Json parameter that provides mapping of document types and corresponding ML models and contains model name, model version and document type name of each model.



JAVA_OPTS

-Djavax.accessibility.assistive_technologies=

workaround to fix issue with Sikuli library not running on a linux node with Java8 - can be removed if not a linux java8 node is used

Data Store for IDP Sample Automation Process:

Name

Columns

SIGNATURE_RECOGNITION_SAMPLE_DOCUMENTS

ie_result, error_message, uuid, name, notes, status, url, s3_path, ocr_json, input_json, output_json, model_output_json, update_timestamp

Columns description:
  • ie_result - result of information extraction model execution on the document validated in Human Task.
  • error_message - message displayed in case of an error.
  • uuid - unique identifier of the document.
  • name - input document name as it appears in a human task.
  • notes - input document path inside file storage bucket.
  • status - document processing status.
  • url - input document file storage path.
  • s3_path - input document path inside file storage bucket.
  • ocr_json - result of OCR execution on the document.
  • input_json - document input data for the latest human task.
  • output_json - document output data of the latest human task.
  • model_output_json - temporary field containing latest result of the executed model.
  • update_timestamp - last update time of the data store record.

Included Steps

Step 1. Ingest Documents

RPA bot extracts documents from the dedicated folder in File Storage. It compiles a list of documents to be processed and creates records in the data store. The data store record of each document contains the initial name of the original document, the path to the File Storage folder with the original document, an associated uuid. The result of document processing on each step of Signature Recognition Sample automation process is also recorded in the data store. The status of the document which has just been extracted for processing is 'NEW'.

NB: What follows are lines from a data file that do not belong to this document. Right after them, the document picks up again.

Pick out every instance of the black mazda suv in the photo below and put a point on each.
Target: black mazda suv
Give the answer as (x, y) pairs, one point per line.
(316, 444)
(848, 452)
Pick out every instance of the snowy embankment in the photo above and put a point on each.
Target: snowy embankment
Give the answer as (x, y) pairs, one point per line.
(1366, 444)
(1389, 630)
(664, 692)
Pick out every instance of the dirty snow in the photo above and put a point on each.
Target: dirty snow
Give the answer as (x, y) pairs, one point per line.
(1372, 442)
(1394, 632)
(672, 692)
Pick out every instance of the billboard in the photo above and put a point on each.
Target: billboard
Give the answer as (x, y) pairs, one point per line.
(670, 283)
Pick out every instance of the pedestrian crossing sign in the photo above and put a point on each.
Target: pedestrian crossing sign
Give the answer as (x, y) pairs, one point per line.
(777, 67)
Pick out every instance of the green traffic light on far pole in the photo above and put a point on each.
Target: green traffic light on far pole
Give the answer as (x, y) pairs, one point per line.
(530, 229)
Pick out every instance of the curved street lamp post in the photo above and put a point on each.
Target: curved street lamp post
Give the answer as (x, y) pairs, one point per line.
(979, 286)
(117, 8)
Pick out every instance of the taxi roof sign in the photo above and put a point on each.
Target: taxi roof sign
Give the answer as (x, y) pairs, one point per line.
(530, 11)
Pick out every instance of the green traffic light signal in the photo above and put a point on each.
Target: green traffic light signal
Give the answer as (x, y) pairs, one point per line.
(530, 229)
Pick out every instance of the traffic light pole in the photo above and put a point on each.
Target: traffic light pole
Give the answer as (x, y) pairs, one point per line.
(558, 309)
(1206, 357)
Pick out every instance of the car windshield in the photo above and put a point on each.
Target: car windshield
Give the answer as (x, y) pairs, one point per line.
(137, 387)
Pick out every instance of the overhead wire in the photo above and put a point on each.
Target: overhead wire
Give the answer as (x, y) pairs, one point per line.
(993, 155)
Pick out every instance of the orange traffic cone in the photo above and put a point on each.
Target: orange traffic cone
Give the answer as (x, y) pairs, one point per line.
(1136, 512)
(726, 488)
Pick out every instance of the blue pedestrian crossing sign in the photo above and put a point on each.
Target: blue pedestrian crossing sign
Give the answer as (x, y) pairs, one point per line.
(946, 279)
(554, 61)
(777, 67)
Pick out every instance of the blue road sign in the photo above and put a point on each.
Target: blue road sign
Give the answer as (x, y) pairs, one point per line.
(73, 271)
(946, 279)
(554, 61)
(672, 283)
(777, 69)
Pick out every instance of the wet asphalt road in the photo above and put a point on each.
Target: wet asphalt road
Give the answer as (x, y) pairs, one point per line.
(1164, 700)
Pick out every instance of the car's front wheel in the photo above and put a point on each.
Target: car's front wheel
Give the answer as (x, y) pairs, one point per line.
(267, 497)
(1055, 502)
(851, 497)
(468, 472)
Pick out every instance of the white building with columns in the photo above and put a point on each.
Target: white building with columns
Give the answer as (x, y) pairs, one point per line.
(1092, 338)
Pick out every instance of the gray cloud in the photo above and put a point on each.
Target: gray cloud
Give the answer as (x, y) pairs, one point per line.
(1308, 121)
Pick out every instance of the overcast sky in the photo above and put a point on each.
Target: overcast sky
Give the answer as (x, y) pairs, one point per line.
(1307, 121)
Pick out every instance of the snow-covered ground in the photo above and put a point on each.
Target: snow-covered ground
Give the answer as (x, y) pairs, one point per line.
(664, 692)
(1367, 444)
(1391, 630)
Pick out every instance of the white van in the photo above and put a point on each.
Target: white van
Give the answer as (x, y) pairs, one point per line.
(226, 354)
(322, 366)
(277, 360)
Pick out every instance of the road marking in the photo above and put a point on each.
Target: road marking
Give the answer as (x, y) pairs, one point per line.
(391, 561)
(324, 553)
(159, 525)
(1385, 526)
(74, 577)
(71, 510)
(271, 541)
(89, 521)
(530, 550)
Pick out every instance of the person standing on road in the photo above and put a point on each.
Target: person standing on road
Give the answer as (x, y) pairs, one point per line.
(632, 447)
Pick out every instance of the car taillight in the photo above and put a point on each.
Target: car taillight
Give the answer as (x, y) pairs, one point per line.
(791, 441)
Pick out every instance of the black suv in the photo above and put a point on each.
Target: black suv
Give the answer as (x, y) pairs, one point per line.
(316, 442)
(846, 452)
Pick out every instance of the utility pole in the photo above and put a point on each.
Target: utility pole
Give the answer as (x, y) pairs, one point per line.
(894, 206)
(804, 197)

When a list of documents has been generated RPA bot prepares batches of documents for processing. The number of documents in a batch is determined by the configuration parameter batchSize.

After this step a separate workflow of RPA and ML tasks is created for each document.

Step 2. Prepare Documents

On this step input data for ML models execution is prepared. Document images are cleaned with ImageMagick and sent to Tesseract OCR for scanning. File Storage bucket name, Tesseract options and ImageMagick option are provided in configuration parameters. Files created as a result of the original document processing are saved to the same signature-recognition-sample File Storage folder where the original document is stored.

Step 3. Extract Data

The Invoice ML Information Extraction model is employed to extract the specific fields that need to be stored in the target system.

Step 4. Detect Signature

The Signature Recognition ML model is employed to detect signatures if any.

Step 5. Postprocess Detected Signature Data

At this stage single postprocessor is employed - tagDetectedSignatures - to recognize detected signatures by matching them to the provided list of signature references. 

NOTE: 'tagDetectedSignatures ' postprocessor was created for demo purposes only - for production use please replace Sikuli library with a dedicated signature matching/verification software. 

Step 6. Validate Recognized Signatures

At this stage single validator is employed - hasAllValues - an OOTB validator that ensures document signed by both CEO and COO. If any mandatory signature is missing - an error message "The Signature validation failed: Document must be signed by both CEO and COO." will be added to the list of validation message.

Step 7. Verify Extracted Data

This step enables human verification and corrections to ensure accuracy of data extracted from a document before it is imported into the target system. After the relevant business entities have been extracted from a document, a human task is created and needs to be completed in Workspace. It contains ML Information Extraction model output together with ML Signature Recognition model output plus messages from validators that humans can review, validate and correct.